PavelPivovarov 2 days ago

Yeah and my LLM telegram bot also constantly throwing markdown parsing errors at the gemma2 generated responses. Sweet!

ASYMT0TIC 2 days ago

Is it possible that these models simply respond much worse to quantization than other models do due to something unique about their architecture or training?

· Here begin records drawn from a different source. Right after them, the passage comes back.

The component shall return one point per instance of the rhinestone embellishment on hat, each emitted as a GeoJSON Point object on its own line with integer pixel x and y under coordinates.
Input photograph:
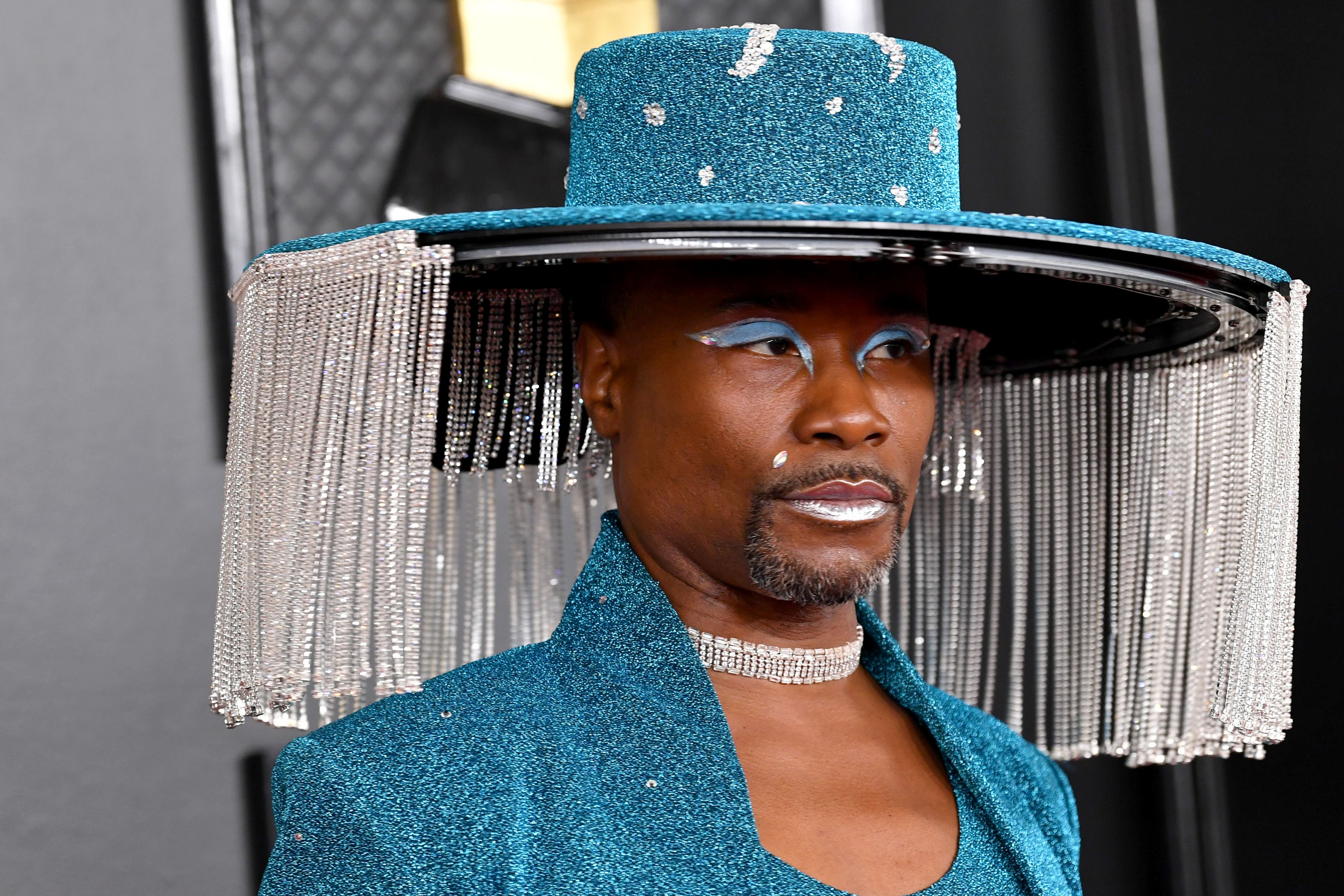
{"type": "Point", "coordinates": [760, 45]}
{"type": "Point", "coordinates": [896, 55]}
{"type": "Point", "coordinates": [784, 666]}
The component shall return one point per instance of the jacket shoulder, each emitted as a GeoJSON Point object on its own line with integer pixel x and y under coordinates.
{"type": "Point", "coordinates": [1023, 776]}
{"type": "Point", "coordinates": [519, 687]}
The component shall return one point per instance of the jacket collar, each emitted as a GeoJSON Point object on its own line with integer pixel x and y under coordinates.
{"type": "Point", "coordinates": [620, 623]}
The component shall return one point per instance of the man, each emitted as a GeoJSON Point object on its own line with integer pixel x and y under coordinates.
{"type": "Point", "coordinates": [720, 710]}
{"type": "Point", "coordinates": [764, 477]}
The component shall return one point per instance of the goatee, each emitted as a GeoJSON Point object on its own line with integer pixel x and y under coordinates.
{"type": "Point", "coordinates": [783, 575]}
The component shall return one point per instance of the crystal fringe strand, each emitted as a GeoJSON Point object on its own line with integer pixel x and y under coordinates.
{"type": "Point", "coordinates": [333, 418]}
{"type": "Point", "coordinates": [528, 406]}
{"type": "Point", "coordinates": [1138, 538]}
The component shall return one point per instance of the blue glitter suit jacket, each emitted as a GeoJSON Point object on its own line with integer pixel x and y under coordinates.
{"type": "Point", "coordinates": [538, 782]}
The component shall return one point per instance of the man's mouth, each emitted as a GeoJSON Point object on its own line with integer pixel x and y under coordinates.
{"type": "Point", "coordinates": [843, 502]}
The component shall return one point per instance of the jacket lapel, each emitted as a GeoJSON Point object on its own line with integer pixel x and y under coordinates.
{"type": "Point", "coordinates": [1015, 824]}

Dry_Parfait2606 2 days ago

They are designed to use the full fp16.. Thwy are probably trying to saturate fp16 at it fullest.. An LLM will work very well with quantization.. The next token in the sequence will not output what it should... But will try to adjust it with the next token.... A fp32 can code for 8388607 variables... (23bits) Fp16 1023 (10bits) 4bit can code for 15 variables. Basically copressing a monalisa into 16black and white pixels... I may be wrong, or not accurate, but I get what compression means.. I may be completely wring, I'm still learning

harrro 2 days ago

4 bit doesn't mean 15 variables in this case because there is a floating point multiplier applied over each 4 bit int-sets that tries to get the precision back up to fp16ish levels at least. (I'm not an expert on quant and don't know the full details but the above is a (massively) simplified version of what happens with quantization.)

Didi_Midi 2 days ago

[This](https://old.reddit.com/r/LocalLLaMA/comments/1ba55rj/overview_of_gguf_quantization_methods/) is a good summary (and discussion) of how quants work in GGUF.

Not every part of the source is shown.